If church is a solemn place prohibiting cell phones, the courtroom multiplies the mandate many times over. Cell phones may not be seen or heard. Judges do not like to have a cell phone tweet, buzz, chirp or even be seen during their proceedings. Frequent visitors and regular court attendants know any violation could result in the phone being confiscated until the end of the day’s session of court.
Court begins with the bailiff or judge reminding everyone in the courtroom to silence all cell phones. Still, the lawyer just walking through the courtroom to talk with his client, automatically reached into his pocket when his phone vibrated. He raised it to his ear.

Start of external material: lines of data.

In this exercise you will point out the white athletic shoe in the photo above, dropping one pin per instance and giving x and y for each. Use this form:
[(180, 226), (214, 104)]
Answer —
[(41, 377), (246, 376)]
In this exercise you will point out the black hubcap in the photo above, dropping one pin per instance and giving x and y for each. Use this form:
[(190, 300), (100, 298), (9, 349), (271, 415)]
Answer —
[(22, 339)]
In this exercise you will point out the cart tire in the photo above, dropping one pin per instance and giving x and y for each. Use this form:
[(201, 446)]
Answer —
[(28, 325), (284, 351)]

A scowling county officer zeroed in on that phone, quickly crossed the room and held out his hand. The lawyer grimaced, smiled ruefully and handed over his phone, hoping he might get it back when court finished that day.
Seeing that once sufficed to warn any new to the court. Another day, following the bailiff’s command to turn off all cell phones, folks reached into purses and pockets and double checked. One hand slipped and hit a command button that overrode the silent mode. “I’m sorry, I can not find Internet access,” the phone mechanically complained from the dark pocket. Though muffled, it still broke the courtroom silence.
Fumbling quickly, the owner scrambled to stifle the phone. The bailiff looked. He knew this offender. He grinned, and approached the offending phone and owner. Beside the owner another frequent visitor quickly rummaged around in a bag and pulled out a large package of gum. “Here give this to him,” the visitor shoved the block of gum into the offender’s hands.
Disbelief, confusion and relief overwhelmed the offender. The gum went from owner to offender to bailiff. The talkative cell phone stayed in the pocket. The bailiff took the gum, looked at it, grinned and tucked the gum into his shirt pocket.
The judge proceeded with the first hearing. Twenty minute later, during one of the court’s many lulls in activities, the bailiff, with his back to the judge, looked over at the offender and the visitor.
He grinned broadly, elaborately reached into his pocket, pulled out the gum, deliberately took out a piece, unwrapped it and popped it into his mouth. He raised his eyebrows, smiled and began chewing, obviously relishing the phone substitute.
The guilty spectators shook their heads and chuckled silently.
A couple weeks later, the cell phone offender saw the other spectator and held out a new package of gum, “To repay you for the gum.”
“What? Oh, the phone. Thanks.” The gum went into the bag and the conspirators settled down to watch another day of court. This time with both cell phones turned off and tucked safely out of sight.